6. Aquisição da Língua Materna vs. Segunda Língua

A aquisição da língua materna coincide com um período de importante maturação física e mental da criança, sugerindo uma relação entre os dois processos. É o resultado de uma experiência contínua, motivada pela necessidade de comunicar com as pessoas ao redor. A criança seleciona elementos do fluxo linguístico que ouve para construir gradualmente a sua própria organização interna da língua.

A aprendizagem de uma segunda língua, por outro lado, pode ocorrer em qualquer idade e não está necessariamente ligada a esses processos de maturação. Geralmente, não há uma necessidade tão premente, e o ponto de partida é uma ordenação consciente dos elementos linguísticos. É um processo mais artificial, que requer mecanismos para facilitar a aprendizagem, focando-se na aquisição de uma segunda gramática sobre a base de hábitos linguísticos já estabelecidos na primeira língua.

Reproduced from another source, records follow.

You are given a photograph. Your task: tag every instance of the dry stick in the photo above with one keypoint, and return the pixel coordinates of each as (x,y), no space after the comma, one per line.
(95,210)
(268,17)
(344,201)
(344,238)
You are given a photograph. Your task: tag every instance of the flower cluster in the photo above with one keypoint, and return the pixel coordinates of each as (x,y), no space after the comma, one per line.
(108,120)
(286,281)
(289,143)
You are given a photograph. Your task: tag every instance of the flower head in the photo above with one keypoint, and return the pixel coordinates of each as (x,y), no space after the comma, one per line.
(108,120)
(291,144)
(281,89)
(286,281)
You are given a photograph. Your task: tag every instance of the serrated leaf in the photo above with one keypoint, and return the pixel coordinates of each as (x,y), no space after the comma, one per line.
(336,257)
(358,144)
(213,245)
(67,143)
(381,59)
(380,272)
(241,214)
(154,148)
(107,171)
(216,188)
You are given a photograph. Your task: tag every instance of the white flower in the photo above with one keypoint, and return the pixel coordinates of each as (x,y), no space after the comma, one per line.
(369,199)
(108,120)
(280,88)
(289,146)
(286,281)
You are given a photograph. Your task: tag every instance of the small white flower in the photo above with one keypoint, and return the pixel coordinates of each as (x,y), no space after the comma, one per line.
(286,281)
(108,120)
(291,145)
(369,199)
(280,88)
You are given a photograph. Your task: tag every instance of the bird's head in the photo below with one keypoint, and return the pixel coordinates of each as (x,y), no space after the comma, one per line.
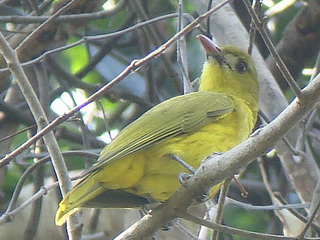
(229,70)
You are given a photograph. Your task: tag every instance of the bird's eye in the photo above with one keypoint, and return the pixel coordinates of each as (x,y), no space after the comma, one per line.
(241,67)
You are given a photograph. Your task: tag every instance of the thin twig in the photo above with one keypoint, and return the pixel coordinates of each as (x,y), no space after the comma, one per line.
(133,66)
(231,230)
(98,37)
(221,203)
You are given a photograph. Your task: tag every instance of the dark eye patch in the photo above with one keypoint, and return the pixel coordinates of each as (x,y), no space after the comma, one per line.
(241,66)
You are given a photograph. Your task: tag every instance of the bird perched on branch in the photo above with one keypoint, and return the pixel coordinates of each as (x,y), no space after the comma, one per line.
(137,167)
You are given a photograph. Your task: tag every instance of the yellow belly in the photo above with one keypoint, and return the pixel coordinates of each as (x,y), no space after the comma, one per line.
(152,174)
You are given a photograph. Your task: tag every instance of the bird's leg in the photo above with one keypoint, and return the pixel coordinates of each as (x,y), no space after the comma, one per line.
(183,177)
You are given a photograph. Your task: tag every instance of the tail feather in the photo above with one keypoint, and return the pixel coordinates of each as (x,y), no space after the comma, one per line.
(81,193)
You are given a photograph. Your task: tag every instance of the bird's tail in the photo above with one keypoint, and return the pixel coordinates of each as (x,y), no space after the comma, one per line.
(81,193)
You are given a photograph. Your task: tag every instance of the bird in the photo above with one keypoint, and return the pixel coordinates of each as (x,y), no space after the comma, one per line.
(138,166)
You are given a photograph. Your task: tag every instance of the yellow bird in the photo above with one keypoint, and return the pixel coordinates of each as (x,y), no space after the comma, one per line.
(137,166)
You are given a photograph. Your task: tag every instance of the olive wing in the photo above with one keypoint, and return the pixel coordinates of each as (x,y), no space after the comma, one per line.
(173,117)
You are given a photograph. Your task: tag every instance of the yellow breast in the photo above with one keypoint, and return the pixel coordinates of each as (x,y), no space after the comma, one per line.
(152,168)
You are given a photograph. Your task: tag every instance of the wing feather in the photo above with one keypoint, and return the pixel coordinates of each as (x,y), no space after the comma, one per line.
(176,116)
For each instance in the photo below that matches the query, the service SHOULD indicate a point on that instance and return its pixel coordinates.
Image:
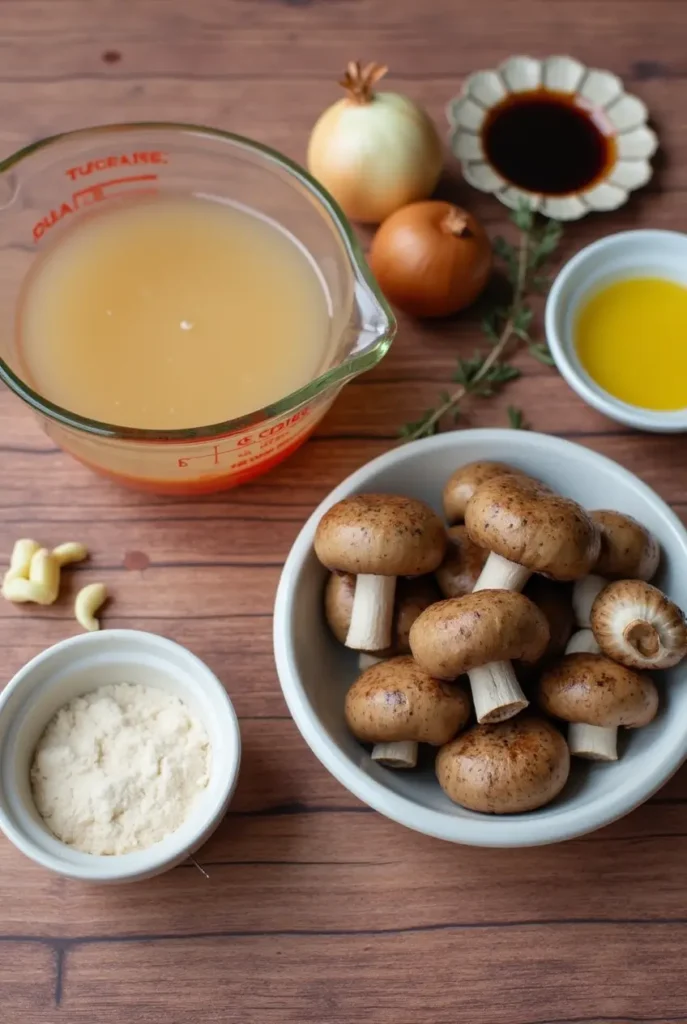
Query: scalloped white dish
(619, 117)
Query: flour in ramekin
(120, 768)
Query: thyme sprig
(506, 327)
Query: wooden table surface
(317, 909)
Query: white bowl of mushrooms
(476, 650)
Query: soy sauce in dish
(546, 141)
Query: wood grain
(316, 908)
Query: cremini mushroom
(585, 593)
(505, 768)
(378, 538)
(366, 659)
(596, 695)
(396, 706)
(628, 551)
(462, 564)
(479, 634)
(412, 597)
(637, 625)
(462, 484)
(555, 600)
(527, 528)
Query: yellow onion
(374, 152)
(431, 258)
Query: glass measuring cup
(45, 187)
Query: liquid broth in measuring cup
(172, 313)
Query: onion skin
(376, 157)
(431, 259)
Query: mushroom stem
(585, 594)
(583, 642)
(366, 660)
(595, 742)
(501, 573)
(372, 613)
(496, 692)
(399, 755)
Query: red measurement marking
(268, 439)
(120, 160)
(94, 194)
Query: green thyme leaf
(540, 351)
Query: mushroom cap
(525, 522)
(381, 535)
(413, 596)
(505, 768)
(594, 690)
(629, 551)
(463, 633)
(462, 564)
(462, 484)
(555, 600)
(395, 700)
(638, 626)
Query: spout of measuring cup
(374, 325)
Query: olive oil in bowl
(631, 338)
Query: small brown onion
(431, 258)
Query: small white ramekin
(77, 666)
(628, 254)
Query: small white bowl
(75, 667)
(620, 116)
(627, 254)
(315, 671)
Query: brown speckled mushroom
(555, 601)
(527, 528)
(462, 564)
(462, 484)
(506, 768)
(596, 695)
(396, 706)
(378, 538)
(412, 597)
(637, 625)
(628, 551)
(480, 634)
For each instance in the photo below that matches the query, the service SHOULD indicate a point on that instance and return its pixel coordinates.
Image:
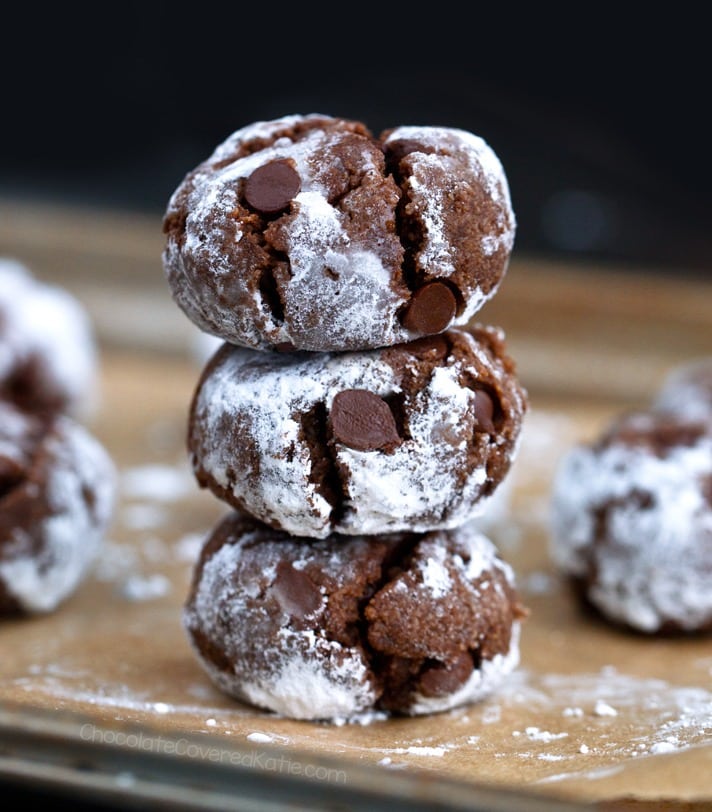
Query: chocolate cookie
(406, 623)
(48, 360)
(57, 486)
(408, 438)
(632, 522)
(309, 232)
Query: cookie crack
(324, 470)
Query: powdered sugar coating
(258, 645)
(332, 271)
(54, 518)
(48, 357)
(251, 444)
(633, 520)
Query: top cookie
(309, 233)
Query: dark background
(601, 126)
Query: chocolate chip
(437, 346)
(363, 421)
(431, 309)
(442, 679)
(295, 592)
(484, 410)
(272, 186)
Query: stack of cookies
(354, 419)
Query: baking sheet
(592, 714)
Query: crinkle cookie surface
(413, 438)
(307, 232)
(327, 629)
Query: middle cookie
(413, 437)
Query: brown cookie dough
(309, 232)
(48, 358)
(632, 522)
(327, 629)
(414, 437)
(57, 486)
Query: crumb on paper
(602, 708)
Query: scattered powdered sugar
(260, 738)
(602, 708)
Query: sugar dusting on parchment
(596, 722)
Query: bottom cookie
(326, 629)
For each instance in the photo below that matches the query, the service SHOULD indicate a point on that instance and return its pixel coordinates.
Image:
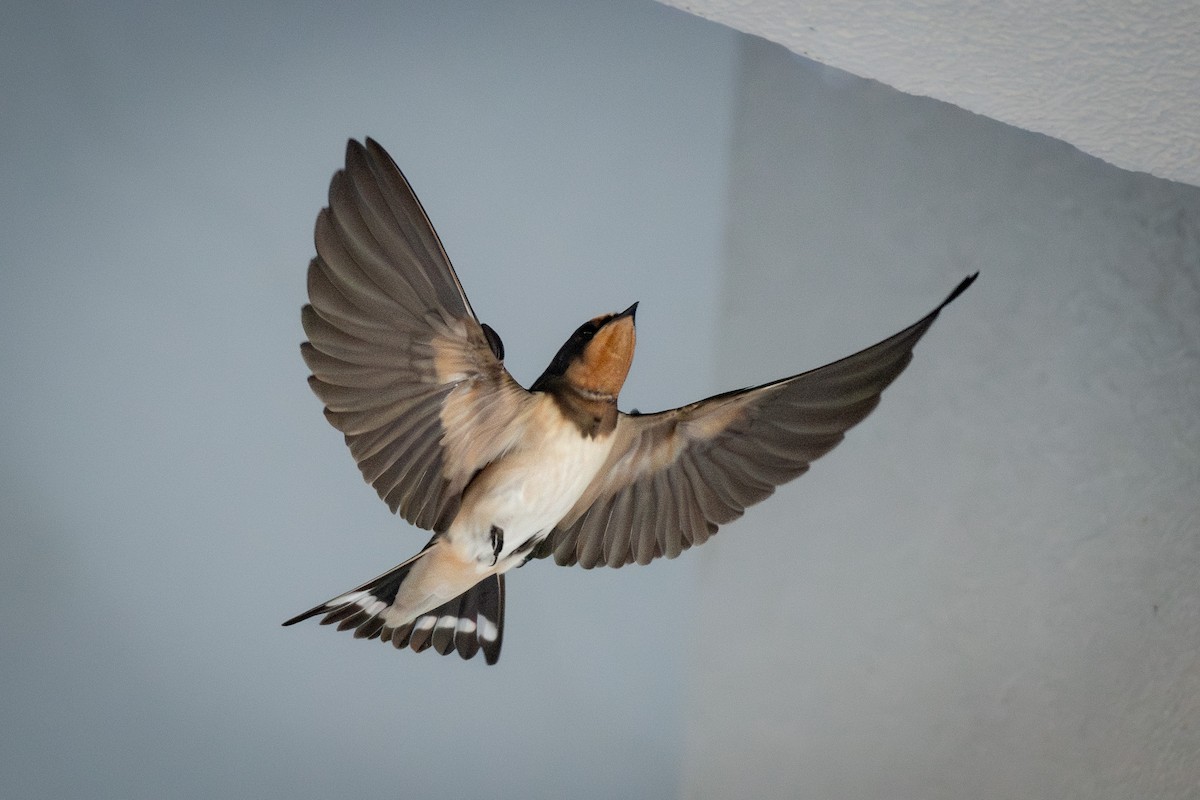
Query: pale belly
(525, 495)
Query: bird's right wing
(403, 367)
(672, 477)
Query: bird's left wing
(405, 368)
(672, 477)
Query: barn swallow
(502, 474)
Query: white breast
(531, 488)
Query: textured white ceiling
(1119, 79)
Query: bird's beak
(605, 362)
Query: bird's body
(502, 474)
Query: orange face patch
(605, 361)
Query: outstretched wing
(672, 477)
(397, 356)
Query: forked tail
(472, 621)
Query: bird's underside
(441, 429)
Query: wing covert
(673, 477)
(405, 368)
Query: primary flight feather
(502, 474)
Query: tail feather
(472, 621)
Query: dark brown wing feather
(672, 477)
(397, 355)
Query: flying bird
(502, 474)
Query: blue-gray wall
(991, 589)
(169, 488)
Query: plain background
(989, 590)
(171, 491)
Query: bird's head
(597, 359)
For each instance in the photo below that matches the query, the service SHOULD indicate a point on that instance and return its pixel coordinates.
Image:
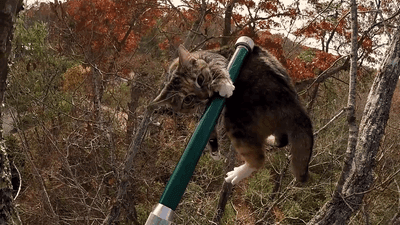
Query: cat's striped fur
(263, 103)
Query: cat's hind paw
(239, 173)
(226, 89)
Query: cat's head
(188, 84)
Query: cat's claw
(239, 173)
(226, 89)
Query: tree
(9, 10)
(357, 176)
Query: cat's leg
(253, 156)
(223, 84)
(213, 142)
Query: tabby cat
(261, 107)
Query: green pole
(180, 178)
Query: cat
(262, 106)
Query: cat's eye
(200, 80)
(188, 99)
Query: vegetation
(83, 73)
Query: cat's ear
(185, 58)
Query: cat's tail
(302, 140)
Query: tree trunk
(125, 199)
(8, 12)
(359, 176)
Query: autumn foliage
(105, 23)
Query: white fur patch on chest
(226, 89)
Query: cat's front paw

Pressupostos Teóricos na Aprendizagem de Segunda Língua

Existem diferentes abordagens para ensinar uma segunda língua:

  1. Abordagem Behaviorista: A aquisição do comportamento linguístico ocorre por condicionamento (estímulo-resposta), de forma semelhante à aquisição dos primeiros sons pela criança.
  2. Abordagem Estruturalista: Foca-se na participação da língua materna, ensinando estruturas paralelas em ambas as línguas (baseado em Saussure).
  3. Abordagem Gerativista: Baseia-se na aplicação da capacidade inata da linguagem que cada indivíduo possui para adquirir um novo sistema linguístico (baseado em Chomsky e na gramática gerativa-transformacional).